100 heures d’aventure = 40% de risque en plus de déprime ? Le rôle crucial de l’immersion
L’étude révèle un fait troublant : plus un joueur s’investit dans un RPG, plus la chute est rude. Ceux ayant dépassé les 100 heures de jeu affichent un score de P-GD 40% plus élevé que ceux y ayant consacré moins de 50h. Pourquoi ? Parce que les RPG modernes ne se contentent plus de raconter une histoire : ils créent des mondes persistants, où chaque détail (un dialogue, un paysage, une musique) s’ancre dans la mémoire.
Prenez The Witcher 3 : ses quêtes secondaires, aussi riches que des histoires principales, et ses personnages comme Ciri ou Yennefer, deviennent des repères émotionnels. Quand le jeu s’arrête, c’est tout un univers qui disparaît. "On ne pleure pas la fin d’un jeu, mais la perte d’un monde où l’on avait notre place", explique un joueur interrogé. Un constat qui rejoint les travaux sur l’identité narrative : en incarnant un personnage sur le long terme, le joueur fusionne partiellement avec lui, rendant le retour à la réalité d’autant plus brutal.

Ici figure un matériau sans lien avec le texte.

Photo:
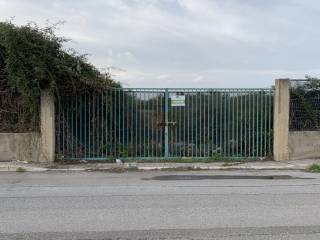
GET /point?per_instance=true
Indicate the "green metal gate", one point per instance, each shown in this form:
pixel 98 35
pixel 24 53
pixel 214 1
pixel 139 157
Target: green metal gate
pixel 165 123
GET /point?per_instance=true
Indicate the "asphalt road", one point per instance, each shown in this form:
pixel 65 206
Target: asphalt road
pixel 160 205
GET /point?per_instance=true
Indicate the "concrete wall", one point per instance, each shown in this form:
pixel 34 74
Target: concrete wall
pixel 304 144
pixel 281 119
pixel 35 147
pixel 291 145
pixel 19 146
pixel 47 123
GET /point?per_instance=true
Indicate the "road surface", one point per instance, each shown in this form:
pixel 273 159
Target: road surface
pixel 160 205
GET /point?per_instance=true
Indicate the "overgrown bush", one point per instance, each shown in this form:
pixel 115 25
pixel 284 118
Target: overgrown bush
pixel 33 59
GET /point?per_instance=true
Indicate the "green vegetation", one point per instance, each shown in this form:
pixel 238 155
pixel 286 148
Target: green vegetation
pixel 33 59
pixel 20 169
pixel 314 168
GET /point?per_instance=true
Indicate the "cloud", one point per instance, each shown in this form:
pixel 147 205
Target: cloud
pixel 207 43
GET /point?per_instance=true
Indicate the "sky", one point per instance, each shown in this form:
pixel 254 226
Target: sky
pixel 186 43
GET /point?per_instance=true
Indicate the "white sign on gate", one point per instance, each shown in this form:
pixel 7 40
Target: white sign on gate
pixel 178 101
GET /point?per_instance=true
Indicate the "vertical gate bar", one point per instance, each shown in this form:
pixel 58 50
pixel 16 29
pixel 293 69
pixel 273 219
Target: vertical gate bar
pixel 151 116
pixel 252 136
pixel 184 125
pixel 157 117
pixel 89 123
pixel 113 121
pixel 237 124
pixel 257 127
pixel 174 118
pixel 212 122
pixel 162 133
pixel 221 122
pixel 106 121
pixel 192 119
pixel 136 120
pixel 148 126
pixel 225 124
pixel 250 120
pixel 265 123
pixel 229 123
pixel 76 126
pixel 178 125
pixel 98 126
pixel 140 123
pixel 233 119
pixel 63 107
pixel 124 146
pixel 200 127
pixel 196 122
pixel 166 131
pixel 208 125
pixel 94 126
pixel 80 124
pixel 127 122
pixel 188 123
pixel 241 125
pixel 216 111
pixel 261 123
pixel 144 123
pixel 119 147
pixel 245 124
pixel 85 124
pixel 269 125
pixel 71 117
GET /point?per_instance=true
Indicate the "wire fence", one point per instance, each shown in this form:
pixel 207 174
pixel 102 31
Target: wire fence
pixel 304 105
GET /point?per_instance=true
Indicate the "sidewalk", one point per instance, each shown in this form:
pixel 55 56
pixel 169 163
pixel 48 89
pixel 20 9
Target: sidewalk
pixel 12 166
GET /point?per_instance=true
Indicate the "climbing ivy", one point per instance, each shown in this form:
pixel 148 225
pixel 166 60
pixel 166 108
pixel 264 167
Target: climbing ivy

Et si les RPG étaient conçus pour nous rendre accro… puis nous briser le cœur ?
Certains y voient une stratégie délibérée. Les RPG modernes misent sur des mécaniques conçues pour maximiser l’attachement : choix impactants, relations évolutives, mondes ouverts "vivants". "Plus un jeu vous fait souffrir émotionnellement, plus vous en parlerez – et plus il se vendra", souligne un développeur anonyme. Un cercle vicieux que dénonce une partie de la communauté : "On nous vend des expériences 'inoubliables', mais personne ne parle du prix psychologique."
Face à ce constat, des solutions émergent. Certains joueurs organisent des "débriefings" en ligne pour partager leur expérience, comme une thérapie de groupe. D’autres se tournent vers des jeux plus courts et moins immersifs pour limiter l’impact. Quant aux studios, certains, comme Sandfall Interactive, commencent à intégrer des outils de transition (épilogues, contenus post-crédits) pour adoucir la séparation. Une évolution nécessaire, alors que les RPG deviennent de plus en plus ambitieux… et addictifs.